You can use RealURL to transparently include the path on the remote server into the URLs on your site. This is a bit unusual as we need to pass a full path through RealURL which usually splits up the path components. To deal with that, this setup will use all remaining path components and may cause problems if other extensions add their rewritten path components as well.

To use RealURL support, first turn it on in TypoScript using:

plugin.tx_xmlinclude.settings.useRealURL = 1

Then add the following array to the (or a relevant) fixedPostVars entry of your RealURL configuration (e.g. $TYPO3_CONF_VARS['EXTCONF']['realurl']['_DEFAULT']['fixedPostVars']):

array (
    'xmlinclude' => array (
        array(
            'GETvar' => 'tx_xmlinclude_xmlinclude[URL]',
            'userFunc' => 'EXT:xmlinclude/Classes/RealURL/tx_xmlinclude_realurl.php:&tx_xmlinclude_realurl->main'
        )
    ),
    '2' => 'xmlinclude',
)

This creates a setup xmlinclude which is only used on page ID 2. Add further lines

'3' => 'xmlinclude',
'73' => 'xmlinclude',
…

to enable the same rewriting for page IDs 3, 73, ….

Version History

2.0.1 (2013-07-30):
  • fix bug in loading file:/// URLs
2.0.0 (2013-03-08):
  • support parsing JSON (convert it to XML)
  • output as HTML instead of XML
  • allow usage without loading external data, driven just by XSL
  • replace the »parseAsHTML« TypoScript setting by »parser«: this may break existing configurations
  • re-name XSL parameters: prefix arguments with »argument-« and settings with »setting-«: this may break existing stylesheets
  • pass full file system path to site as parameter
  • provide XML parsing as an XSL function
  • use Fluid for showing debug messages
  • add icon
  • convert documentation to ReST
  • add fake StarOffice manual file
1.2.0 (2012-11-21):
  • allow longer URLs in FlexForm
  • fix problem with erroneously inserted slashes in URL rewriting
1.1.0 (2012-09-24):
  • make cookie path configurable
  • improve RealURL support
  • fewer superfluous slashes after rewrite-urls.xsl
  • do not depend on the fed extension
1.0.0 (2012-05-02):
  • improve RealURL support
  • fix configuration
  • improve URLs
  • call it 1.0
0.9.3 (2012-03-12):
  • improve URL rewriting
  • include set up for RealURL
0.9.2 (2012-03-08):
  • add cookie handling
  • add form handling for GET and POST
  • work around encoding issues for HTML content
0.9.1 (2012-03-07):
  • iron out problems with HTML vs XML parsing
0.9.0 (2012-03-01):
  • initial beta

License

MIT License to keep the people happy who need it.
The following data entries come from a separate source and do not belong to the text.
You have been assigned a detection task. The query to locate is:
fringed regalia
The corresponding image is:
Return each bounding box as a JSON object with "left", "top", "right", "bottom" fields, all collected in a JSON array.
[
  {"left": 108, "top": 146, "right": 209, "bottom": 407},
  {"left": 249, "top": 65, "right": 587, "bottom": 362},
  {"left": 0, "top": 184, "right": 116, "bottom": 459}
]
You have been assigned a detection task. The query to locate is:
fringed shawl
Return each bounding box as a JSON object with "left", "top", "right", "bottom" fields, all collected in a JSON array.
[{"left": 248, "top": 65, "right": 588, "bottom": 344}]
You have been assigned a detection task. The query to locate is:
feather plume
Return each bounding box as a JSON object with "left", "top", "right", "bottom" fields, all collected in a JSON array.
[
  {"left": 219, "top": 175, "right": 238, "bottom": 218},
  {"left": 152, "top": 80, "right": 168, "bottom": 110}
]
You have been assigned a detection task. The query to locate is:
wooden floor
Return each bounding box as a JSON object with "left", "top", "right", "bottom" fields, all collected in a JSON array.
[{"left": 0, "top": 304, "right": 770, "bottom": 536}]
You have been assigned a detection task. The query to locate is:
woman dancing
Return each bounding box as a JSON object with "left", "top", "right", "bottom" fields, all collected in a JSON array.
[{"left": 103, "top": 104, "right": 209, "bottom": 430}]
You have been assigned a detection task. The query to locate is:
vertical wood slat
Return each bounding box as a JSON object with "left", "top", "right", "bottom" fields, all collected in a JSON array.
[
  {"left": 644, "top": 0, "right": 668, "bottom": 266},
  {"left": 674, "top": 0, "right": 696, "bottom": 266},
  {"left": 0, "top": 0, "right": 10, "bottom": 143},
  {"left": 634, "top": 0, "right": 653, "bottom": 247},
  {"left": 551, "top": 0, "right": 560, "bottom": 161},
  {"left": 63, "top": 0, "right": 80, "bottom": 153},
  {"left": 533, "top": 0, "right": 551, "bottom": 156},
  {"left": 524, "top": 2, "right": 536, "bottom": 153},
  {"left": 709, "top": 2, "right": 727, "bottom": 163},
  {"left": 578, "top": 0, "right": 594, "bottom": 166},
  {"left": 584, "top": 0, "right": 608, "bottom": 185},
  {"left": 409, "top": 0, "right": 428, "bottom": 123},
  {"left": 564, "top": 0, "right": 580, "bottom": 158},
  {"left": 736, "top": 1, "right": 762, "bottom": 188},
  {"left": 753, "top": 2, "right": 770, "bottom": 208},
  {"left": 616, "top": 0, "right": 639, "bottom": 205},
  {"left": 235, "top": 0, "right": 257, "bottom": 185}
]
Copyright (C) 2012-2013 by Sven-S. Porst

Permission is hereby granted, free of charge, to any person obtaining a copy of this software and associated documentation files (the "Software"), to deal in the Software without restriction, including without limitation the rights to use, copy, modify, merge, publish, distribute, sublicense, and/or sell copies of the Software, and to permit persons to whom the Software is furnished to do so, subject to the following conditions:

The above copyright notice and this permission notice shall be included in all copies or substantial portions of the Software.

THE SOFTWARE IS PROVIDED "AS IS", WITHOUT WARRANTY OF ANY KIND, EXPRESS OR IMPLIED, INCLUDING BUT NOT LIMITED TO THE WARRANTIES OF MERCHANTABILITY, FITNESS FOR A PARTICULAR PURPOSE AND NONINFRINGEMENT. IN NO EVENT SHALL THE AUTHORS OR COPYRIGHT HOLDERS BE LIABLE FOR ANY CLAIM, DAMAGES OR OTHER LIABILITY, WHETHER IN AN ACTION OF CONTRACT, TORT OR OTHERWISE, ARISING FROM, OUT OF OR IN CONNECTION WITH THE SOFTWARE OR THE USE OR OTHER DEALINGS IN THE SOFTWARE.

License for Array2XML.php class

This extension includes the Array2XML PHP class by Lalit Patel. It is licensed under the Apache License, Version 2.0.